Steve wears an orange overall, white hardhat and is an ex-miner; one of those types that exude reassurance; the sort of bloke you instinctively like, and trust. He gathers us in with a twinkling eye, his flock, without any fuss or rancour. We queue, sizing each other up, the people that are going underground together. Of course, no one considers the possibility that we may be down there longer than planned. We exchange lighters, watches, cameras, phones, nasal hair-clippers (anything sparky, electronic or battery powered) for hard hats, miners’ lamps and power packs. There’s good-natured banter between Steve and his colleagues. No high-heels? Good. Those that want to can have their (last?) photo taken before going down. Steve makes us all stand on the thick glass platform over a disused mineshaft and jumps up and down. “Safe as houses,” he says with a satisfied grin. “You try. No – no, not there!” Mock horror.
There’s a bit of nervous giggling as we enter t’cage to go down t’pit. We squeeze in, eighteen of us and our amusing shepherd. The steel concertina doors rattle shut and the hoist jolts down the shaft. “Did you fix the brakes?” yells Steve at an invisible friend far above our heads. No answer. “Damn”, he says.
Steve’s guidance over the next hour or more, 459 feet (140 metres) underground is informative as well as amusing. We are looking at a resource that was formed in the Carboniferous Period, between 354 and 290 million years’ ago. That’s even older than my jokes. He tells the story of coal mining from when this colliery, Caphouse, was first worked in the late 18th century. Light was by candle in those days, which the miners provided themselves. Children as young as 6 years old worked in mines – for example operating vents (doors) – in the pitch dark.
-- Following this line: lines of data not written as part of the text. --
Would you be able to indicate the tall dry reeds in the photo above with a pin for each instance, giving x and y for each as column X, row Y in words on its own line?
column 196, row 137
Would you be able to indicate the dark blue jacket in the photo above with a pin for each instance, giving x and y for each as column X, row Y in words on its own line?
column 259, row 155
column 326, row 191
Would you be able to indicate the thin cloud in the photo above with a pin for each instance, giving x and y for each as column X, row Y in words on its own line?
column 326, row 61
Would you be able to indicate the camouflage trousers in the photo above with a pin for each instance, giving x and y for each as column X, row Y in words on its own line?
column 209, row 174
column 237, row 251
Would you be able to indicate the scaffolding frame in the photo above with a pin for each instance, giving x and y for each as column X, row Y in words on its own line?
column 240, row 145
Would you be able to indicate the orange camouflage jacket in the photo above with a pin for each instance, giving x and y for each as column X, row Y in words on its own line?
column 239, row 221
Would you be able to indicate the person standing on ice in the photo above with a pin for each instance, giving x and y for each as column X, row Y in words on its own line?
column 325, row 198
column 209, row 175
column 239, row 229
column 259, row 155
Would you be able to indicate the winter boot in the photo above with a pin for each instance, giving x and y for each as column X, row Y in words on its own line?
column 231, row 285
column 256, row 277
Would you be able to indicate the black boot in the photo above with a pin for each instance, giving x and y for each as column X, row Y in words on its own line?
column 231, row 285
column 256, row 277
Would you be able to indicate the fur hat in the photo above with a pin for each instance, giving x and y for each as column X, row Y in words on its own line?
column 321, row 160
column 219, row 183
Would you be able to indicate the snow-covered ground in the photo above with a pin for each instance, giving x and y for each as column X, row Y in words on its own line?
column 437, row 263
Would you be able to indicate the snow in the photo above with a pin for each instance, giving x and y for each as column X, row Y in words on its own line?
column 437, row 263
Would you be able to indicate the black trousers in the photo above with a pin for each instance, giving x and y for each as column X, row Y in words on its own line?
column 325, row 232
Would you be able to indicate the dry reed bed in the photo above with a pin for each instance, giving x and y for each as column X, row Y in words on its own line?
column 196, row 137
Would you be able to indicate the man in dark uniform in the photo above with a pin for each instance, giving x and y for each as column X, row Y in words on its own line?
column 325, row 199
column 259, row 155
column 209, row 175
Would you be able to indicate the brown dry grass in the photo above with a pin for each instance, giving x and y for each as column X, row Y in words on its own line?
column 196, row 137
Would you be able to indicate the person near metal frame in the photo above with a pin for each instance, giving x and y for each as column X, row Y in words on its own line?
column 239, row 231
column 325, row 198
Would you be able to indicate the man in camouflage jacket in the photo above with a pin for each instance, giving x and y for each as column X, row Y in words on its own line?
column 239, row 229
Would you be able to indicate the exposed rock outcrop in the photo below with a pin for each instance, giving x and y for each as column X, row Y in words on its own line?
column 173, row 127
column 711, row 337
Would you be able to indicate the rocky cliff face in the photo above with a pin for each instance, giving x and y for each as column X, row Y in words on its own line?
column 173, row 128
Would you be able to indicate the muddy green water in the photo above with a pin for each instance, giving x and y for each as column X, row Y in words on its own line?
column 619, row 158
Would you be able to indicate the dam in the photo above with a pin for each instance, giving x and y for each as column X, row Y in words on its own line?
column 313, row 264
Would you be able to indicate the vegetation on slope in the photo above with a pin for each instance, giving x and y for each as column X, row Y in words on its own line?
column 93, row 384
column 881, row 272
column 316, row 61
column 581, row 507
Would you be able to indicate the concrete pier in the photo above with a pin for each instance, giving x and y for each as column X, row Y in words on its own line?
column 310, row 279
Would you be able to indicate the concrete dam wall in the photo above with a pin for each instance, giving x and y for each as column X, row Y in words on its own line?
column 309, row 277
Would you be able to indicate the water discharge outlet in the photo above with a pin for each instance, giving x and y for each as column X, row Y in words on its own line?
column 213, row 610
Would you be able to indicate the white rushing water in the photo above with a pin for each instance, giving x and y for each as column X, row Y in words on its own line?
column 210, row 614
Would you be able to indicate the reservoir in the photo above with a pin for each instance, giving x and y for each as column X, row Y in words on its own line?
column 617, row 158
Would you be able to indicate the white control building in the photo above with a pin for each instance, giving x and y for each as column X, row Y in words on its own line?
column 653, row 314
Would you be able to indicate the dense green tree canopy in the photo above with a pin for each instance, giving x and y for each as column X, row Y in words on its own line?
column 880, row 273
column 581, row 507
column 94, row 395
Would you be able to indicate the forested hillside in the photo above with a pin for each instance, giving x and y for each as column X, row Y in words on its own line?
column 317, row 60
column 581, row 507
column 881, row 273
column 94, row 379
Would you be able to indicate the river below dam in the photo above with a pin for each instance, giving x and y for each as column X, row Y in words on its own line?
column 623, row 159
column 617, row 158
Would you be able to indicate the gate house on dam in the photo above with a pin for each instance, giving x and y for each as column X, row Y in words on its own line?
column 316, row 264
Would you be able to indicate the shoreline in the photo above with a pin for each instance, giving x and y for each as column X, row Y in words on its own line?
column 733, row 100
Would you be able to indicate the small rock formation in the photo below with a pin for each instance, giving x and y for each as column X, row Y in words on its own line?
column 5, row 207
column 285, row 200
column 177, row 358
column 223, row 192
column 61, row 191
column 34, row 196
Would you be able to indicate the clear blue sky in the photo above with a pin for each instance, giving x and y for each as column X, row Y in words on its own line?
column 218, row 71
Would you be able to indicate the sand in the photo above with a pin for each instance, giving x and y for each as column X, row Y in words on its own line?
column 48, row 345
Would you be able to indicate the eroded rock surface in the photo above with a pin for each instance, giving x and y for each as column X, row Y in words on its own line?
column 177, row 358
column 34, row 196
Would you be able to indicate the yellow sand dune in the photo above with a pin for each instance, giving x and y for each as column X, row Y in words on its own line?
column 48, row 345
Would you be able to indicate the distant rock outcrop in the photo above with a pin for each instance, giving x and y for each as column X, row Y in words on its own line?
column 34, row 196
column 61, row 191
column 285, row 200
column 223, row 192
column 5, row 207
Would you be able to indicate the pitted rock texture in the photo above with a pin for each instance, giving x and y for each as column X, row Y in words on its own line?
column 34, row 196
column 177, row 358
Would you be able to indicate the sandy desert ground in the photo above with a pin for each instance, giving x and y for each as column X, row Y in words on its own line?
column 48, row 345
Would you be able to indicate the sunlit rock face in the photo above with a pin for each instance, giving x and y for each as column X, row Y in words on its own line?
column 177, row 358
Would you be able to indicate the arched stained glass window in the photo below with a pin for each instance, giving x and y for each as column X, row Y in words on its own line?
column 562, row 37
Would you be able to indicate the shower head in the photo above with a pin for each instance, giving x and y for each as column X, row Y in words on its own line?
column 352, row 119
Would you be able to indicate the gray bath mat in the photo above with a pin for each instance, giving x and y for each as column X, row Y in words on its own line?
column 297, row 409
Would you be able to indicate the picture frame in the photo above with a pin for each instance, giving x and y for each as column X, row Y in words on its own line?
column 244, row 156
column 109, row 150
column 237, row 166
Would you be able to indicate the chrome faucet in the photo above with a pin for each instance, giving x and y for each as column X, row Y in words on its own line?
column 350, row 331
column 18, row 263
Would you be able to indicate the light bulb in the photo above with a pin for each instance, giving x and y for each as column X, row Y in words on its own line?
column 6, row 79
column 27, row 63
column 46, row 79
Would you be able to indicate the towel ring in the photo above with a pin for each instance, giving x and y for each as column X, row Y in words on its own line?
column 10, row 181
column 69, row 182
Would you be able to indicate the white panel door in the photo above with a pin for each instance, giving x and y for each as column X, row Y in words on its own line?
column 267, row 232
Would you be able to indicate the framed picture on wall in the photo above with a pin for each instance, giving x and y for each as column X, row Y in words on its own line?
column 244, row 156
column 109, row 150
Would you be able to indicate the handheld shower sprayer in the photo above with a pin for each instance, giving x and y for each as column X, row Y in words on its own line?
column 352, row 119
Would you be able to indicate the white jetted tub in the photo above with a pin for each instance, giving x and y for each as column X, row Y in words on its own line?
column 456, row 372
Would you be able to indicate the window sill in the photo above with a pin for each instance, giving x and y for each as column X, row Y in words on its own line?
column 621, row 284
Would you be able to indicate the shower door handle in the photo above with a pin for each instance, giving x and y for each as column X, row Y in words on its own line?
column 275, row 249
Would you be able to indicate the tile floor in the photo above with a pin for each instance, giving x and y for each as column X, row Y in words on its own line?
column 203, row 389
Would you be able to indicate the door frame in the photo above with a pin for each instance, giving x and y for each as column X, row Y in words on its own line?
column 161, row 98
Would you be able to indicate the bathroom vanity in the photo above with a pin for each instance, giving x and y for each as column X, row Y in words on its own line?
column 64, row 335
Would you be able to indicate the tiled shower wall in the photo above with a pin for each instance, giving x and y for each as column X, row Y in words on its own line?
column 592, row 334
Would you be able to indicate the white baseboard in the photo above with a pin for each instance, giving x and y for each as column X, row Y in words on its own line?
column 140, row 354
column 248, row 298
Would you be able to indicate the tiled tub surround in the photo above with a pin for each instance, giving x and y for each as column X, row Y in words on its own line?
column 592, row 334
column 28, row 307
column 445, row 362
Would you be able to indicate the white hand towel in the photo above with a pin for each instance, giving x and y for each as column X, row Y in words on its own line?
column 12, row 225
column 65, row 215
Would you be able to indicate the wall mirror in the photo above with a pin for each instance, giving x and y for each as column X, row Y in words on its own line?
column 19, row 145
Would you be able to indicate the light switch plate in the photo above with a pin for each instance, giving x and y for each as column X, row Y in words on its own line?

Women worked in mines too – particularly in Scotland, for some reason. The public at large only became aware of this after a shocking disaster at Husker Colliery near Barnsley in 1838, when a mine flooded and 26 children died. Victorian sensibilities were seemingly offended almost as much by the fact that it was common for both sexes to work half, if not fully, naked. At any rate, the Mines and Collieries Act of 1842 prohibited all females and boys under 10 from working underground in mines. That was the Law, though some women wanted to continue whatever the Law said; it was usually a matter of economics.
Flooding was one hazard. Others included the risk of being maimed or killed due to collapses in the mines, and blown up or suffocated by various types of gases - known as ‘damps’. Clearly, risks reduced with more protective legislation and increased mechanisation, but we all know they still exist today. Miners were (and are) also prone to a raft of unpleasant medical conditions – lung problems, skin problems, ruptures, stunted growth, curvature of the spine. “Can’t you stop talking about people dying?” a small boy asked Steve in piping, plaintive, tones.
Gradually, pit ponies replaced human haulers in pits. These creatures often didn’t see daylight, but it’s a myth that they all went blind from working underground, or that they were habitually mistreated – though conditions were obviously equally harsh for ponies as for humans. In 1913, there were some 70,000 pit ponies working in mines in Britain – despite the invention of the steam engine; there were still 55 in 1984 and the last one, Robbie, retired in Wales in 1999.
Steve explained the working of a seam, and the increasing mechanisation of mining. The newer machines are terrifying – enormous rotating drill heads steadily cutting through rock like some unstoppable, perverted and obscene monster. Caphouse Colliery closed in 1985. The machines are still interred there – probably millions of £s worth.
Back up on topsides (yes, we returned), you can take a peek round some really excellent museum displays and visit the pithead baths, which were installed in 1938, and other surviving parts of the colliery. You can also meet Eric and Ernie – a couple of ponies – visit the venture playground and go round the nature trail.
The National Coal Mining Museum (I notice there’s a suffix in the title – ‘for England’) is heavily aimed at schoolchildren. Yet unlike many attractions with a leaning toward a younger audience, this one does not patronise. There’s more than enough to fascinate – and, I think, humble – most adults. Would I have wanted to be a coal miner? No. We should have a huge admiration for those that were – and still are.
Only the blinkered believe that Margaret Thatcher killed coal mining in Britain. It wasn’t even the 1980s miners’ leader, Arthur Scargill. Pits had been steadily closing throughout the 20th century. Output peaked in 1910 when 3,253 collieries produced 264 million tons of coal. In 1920, the industry employed 1,248,000 people. By 1980 that had shrunk to 211 collieries employing 230,000; in 1985 that was down to 133 collieries employing 138,000; by 2004 it was 19 and about 6,000 respectively. I believe there are just 3 deep coal mines in Britain now, employing around 3,000. From what I can make out, most of Britain’s coal now comes from Russia, Columbia and the USA.